Auch wenn ich per (x) RTL Werbung schiesse, kann ich ungefähr halbe seite nicht mehr bedienen.


----------



## Crowley (6. Oktober 2006)

Hallo Fairies, welchen Browser benutzt du denn.


----------



## Gast (6. Oktober 2006)

Crowley schrieb:


> Hallo Fairies, welchen Browser benutzt du denn.

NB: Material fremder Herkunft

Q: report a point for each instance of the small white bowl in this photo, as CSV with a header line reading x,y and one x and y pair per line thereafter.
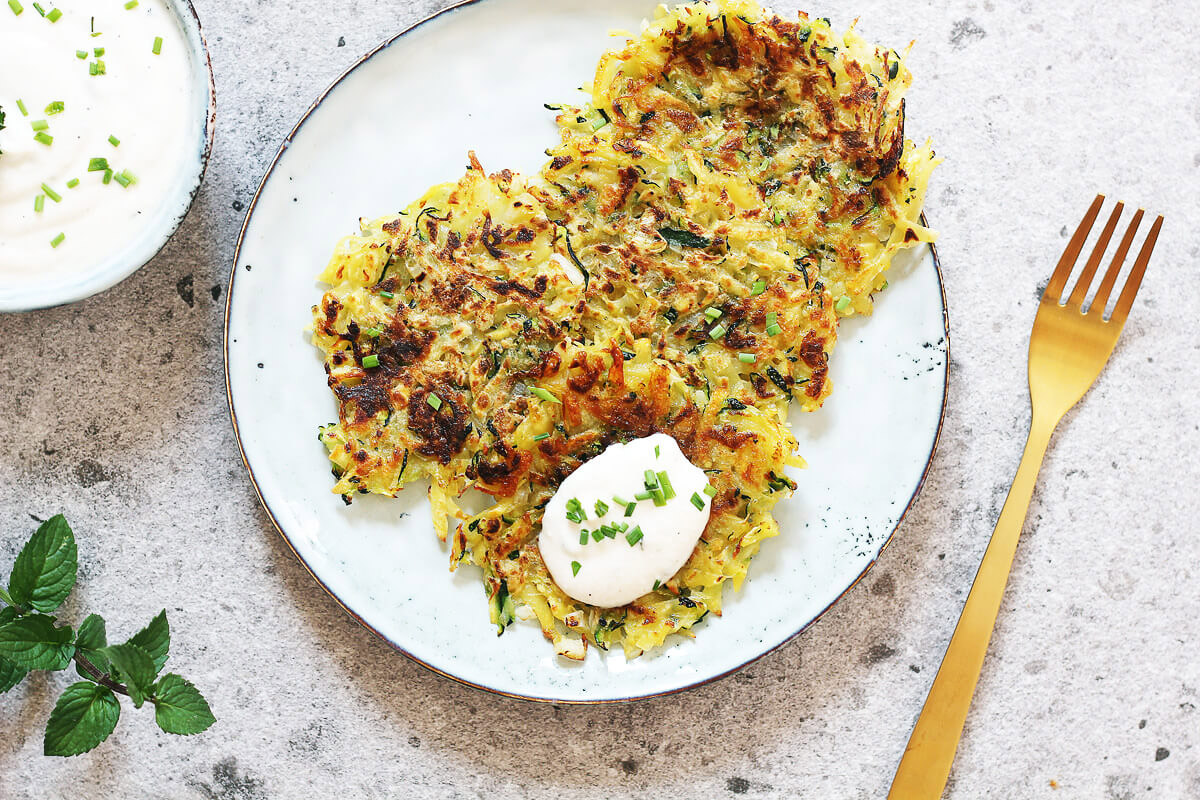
x,y
113,268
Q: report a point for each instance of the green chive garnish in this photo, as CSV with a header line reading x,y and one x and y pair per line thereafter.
x,y
665,482
538,391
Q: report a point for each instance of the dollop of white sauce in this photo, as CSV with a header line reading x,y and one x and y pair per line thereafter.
x,y
611,571
144,100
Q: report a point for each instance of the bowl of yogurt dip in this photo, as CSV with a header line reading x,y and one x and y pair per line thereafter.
x,y
108,120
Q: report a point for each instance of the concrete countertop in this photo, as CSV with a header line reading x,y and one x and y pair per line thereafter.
x,y
113,411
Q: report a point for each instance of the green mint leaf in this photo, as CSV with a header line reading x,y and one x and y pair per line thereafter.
x,y
10,674
90,641
155,639
136,667
45,571
179,707
34,643
82,719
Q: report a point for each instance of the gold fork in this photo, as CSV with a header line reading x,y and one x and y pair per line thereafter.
x,y
1067,350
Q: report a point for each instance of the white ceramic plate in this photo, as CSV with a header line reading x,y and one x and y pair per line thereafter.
x,y
402,120
113,268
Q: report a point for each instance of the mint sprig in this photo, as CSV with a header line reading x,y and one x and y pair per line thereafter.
x,y
30,638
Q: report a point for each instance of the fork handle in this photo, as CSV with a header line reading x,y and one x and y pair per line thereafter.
x,y
927,761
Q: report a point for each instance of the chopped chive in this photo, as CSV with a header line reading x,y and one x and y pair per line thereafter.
x,y
665,482
538,391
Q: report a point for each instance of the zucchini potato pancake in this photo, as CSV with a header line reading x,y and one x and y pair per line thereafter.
x,y
736,185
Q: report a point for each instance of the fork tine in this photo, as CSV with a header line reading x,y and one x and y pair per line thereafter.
x,y
1093,262
1061,272
1139,269
1102,295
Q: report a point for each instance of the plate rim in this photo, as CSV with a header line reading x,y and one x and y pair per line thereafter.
x,y
250,470
105,281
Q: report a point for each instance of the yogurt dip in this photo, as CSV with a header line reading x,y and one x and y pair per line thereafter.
x,y
606,546
93,91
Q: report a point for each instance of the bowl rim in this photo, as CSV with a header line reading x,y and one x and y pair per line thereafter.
x,y
233,416
102,281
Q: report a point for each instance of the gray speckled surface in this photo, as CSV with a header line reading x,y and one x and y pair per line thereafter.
x,y
113,411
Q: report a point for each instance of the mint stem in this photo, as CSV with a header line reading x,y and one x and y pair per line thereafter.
x,y
99,677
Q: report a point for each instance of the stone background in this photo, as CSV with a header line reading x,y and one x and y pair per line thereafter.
x,y
113,411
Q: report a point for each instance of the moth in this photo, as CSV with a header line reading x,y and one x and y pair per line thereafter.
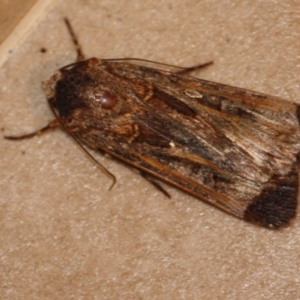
x,y
233,148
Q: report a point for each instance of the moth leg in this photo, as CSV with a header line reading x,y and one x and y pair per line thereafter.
x,y
194,68
80,55
155,184
53,124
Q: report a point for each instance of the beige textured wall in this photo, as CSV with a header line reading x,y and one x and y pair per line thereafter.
x,y
65,236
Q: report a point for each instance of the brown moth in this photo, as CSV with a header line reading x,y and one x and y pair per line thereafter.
x,y
233,148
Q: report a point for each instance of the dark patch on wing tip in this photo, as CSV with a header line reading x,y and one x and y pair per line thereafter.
x,y
298,113
277,203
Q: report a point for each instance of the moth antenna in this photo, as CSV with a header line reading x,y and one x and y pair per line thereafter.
x,y
53,124
80,55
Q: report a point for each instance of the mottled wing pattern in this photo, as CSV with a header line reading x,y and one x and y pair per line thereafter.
x,y
231,147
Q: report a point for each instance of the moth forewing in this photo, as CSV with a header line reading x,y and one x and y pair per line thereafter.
x,y
233,148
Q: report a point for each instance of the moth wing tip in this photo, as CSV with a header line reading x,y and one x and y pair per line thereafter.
x,y
276,205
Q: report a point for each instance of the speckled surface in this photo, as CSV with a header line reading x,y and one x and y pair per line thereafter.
x,y
64,235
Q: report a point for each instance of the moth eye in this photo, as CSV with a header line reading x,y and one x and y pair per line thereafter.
x,y
107,100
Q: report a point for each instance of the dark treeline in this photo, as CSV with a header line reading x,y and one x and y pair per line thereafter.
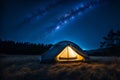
x,y
26,48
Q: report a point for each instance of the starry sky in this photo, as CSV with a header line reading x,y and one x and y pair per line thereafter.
x,y
83,22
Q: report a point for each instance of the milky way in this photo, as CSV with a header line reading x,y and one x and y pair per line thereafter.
x,y
78,10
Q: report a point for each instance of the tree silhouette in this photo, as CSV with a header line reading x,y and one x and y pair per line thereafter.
x,y
26,48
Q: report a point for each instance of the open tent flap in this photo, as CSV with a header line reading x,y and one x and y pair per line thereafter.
x,y
68,54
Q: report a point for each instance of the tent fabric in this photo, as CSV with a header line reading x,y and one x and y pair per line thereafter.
x,y
63,46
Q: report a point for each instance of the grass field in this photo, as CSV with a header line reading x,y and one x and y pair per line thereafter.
x,y
30,68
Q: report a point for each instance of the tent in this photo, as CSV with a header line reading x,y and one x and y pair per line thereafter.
x,y
64,51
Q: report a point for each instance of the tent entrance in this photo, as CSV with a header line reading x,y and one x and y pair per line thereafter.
x,y
68,54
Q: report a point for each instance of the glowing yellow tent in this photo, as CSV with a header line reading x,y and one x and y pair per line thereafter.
x,y
64,51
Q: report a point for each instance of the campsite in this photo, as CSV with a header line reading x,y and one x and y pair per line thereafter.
x,y
67,62
60,40
29,68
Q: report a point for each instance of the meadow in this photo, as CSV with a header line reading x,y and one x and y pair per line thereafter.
x,y
21,67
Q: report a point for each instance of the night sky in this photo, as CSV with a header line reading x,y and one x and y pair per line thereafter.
x,y
84,22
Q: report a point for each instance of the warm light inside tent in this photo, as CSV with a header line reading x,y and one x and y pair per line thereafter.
x,y
68,54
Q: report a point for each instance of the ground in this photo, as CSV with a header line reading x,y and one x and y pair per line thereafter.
x,y
30,68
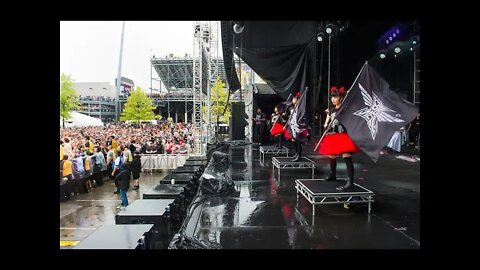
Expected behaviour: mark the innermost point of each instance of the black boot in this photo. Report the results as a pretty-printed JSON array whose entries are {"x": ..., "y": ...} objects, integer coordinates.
[
  {"x": 296, "y": 150},
  {"x": 299, "y": 152},
  {"x": 349, "y": 185},
  {"x": 279, "y": 142},
  {"x": 333, "y": 170}
]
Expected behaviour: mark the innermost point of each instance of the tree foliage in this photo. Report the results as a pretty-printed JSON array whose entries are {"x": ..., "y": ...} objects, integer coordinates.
[
  {"x": 218, "y": 88},
  {"x": 138, "y": 107},
  {"x": 69, "y": 98}
]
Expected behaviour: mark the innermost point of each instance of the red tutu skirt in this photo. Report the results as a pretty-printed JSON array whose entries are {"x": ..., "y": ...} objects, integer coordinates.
[
  {"x": 289, "y": 136},
  {"x": 336, "y": 144},
  {"x": 276, "y": 129}
]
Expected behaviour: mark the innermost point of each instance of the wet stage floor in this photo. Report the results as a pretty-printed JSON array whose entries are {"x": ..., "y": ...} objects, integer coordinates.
[{"x": 262, "y": 214}]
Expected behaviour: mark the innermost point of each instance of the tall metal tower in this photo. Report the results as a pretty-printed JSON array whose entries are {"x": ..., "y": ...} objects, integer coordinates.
[
  {"x": 119, "y": 77},
  {"x": 212, "y": 52}
]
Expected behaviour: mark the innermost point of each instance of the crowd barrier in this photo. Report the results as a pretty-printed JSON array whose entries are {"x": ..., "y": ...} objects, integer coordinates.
[{"x": 151, "y": 162}]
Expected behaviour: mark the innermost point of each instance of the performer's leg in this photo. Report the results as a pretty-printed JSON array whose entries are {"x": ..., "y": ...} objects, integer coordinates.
[
  {"x": 350, "y": 169},
  {"x": 299, "y": 151},
  {"x": 296, "y": 149},
  {"x": 333, "y": 169}
]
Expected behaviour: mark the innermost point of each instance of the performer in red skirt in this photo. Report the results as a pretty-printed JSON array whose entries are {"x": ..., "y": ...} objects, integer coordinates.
[
  {"x": 296, "y": 128},
  {"x": 278, "y": 122},
  {"x": 336, "y": 141}
]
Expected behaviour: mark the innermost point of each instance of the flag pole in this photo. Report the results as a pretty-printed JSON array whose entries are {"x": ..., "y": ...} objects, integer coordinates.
[{"x": 331, "y": 120}]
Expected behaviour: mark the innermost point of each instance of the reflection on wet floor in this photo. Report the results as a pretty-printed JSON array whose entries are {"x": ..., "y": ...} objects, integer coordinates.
[
  {"x": 85, "y": 213},
  {"x": 263, "y": 213}
]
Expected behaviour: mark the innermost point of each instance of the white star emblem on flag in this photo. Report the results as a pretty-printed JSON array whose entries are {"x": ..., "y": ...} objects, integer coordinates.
[{"x": 375, "y": 112}]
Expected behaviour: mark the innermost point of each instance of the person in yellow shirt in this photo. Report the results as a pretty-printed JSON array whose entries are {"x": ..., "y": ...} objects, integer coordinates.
[
  {"x": 66, "y": 172},
  {"x": 61, "y": 150}
]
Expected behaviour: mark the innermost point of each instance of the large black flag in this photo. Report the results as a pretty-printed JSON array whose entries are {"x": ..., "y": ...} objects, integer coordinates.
[{"x": 371, "y": 112}]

Safari Version 2.0.4 (419.3)


----------



## GamefreakX (6. Oktober 2006)

Die Werbung ist schon sehr störend wenn man sich länger als 5 Minuten auf fer Seite aufhalten will...
Es könnte wenigstens ein Cookie gesetzt werden, damit die Werbung nur einmal automatisch abgespielt wird und nicht immer wenn man eine neue Seite öffnet oder aktuallisiert.
Oder nehmt gleich eine andere Werbung...


----------



## Crowley (6. Oktober 2006)

Wem sagst du das, Gamefreak. Ich bin den ganzen Tag auf der Seite und auch schon mächtig genervt von dem Teil, weil es bei jedem Seiten aufbau erstmal die ganze Fläche verlinkt, bevor es sich wieder einklappt.

Leider lässt sich daran jetzt nichts mehr drehen. Die Anzeige ist verkauft und die Werbeagentur von RTL2 kann uns auch keine Alternativen zur Verfügung stellen. Das müssen wir jetzt wohl leider durchstehen.

Wir bemühen uns aber zukünftige Kampagnen mit der Anzeigenabteilung besser abzustimmen, so das der Nutzwert unserer Seite nicht darunter leidet.


----------



## Xathras (6. Oktober 2006)

ich schliesse mich dem o.g. an.

erst dröhnts im kopfhörer und dann lande ich beim klicken auf die fertigkeiten 5 mal auf der rtl2 seite.

daumen nach unten für so nen blödsinn


----------



## Nico Zimmermann (6. Oktober 2006)

Hallo!

Der Banner ist ein echter Grund diese Seite nicht mehr zu besuchen.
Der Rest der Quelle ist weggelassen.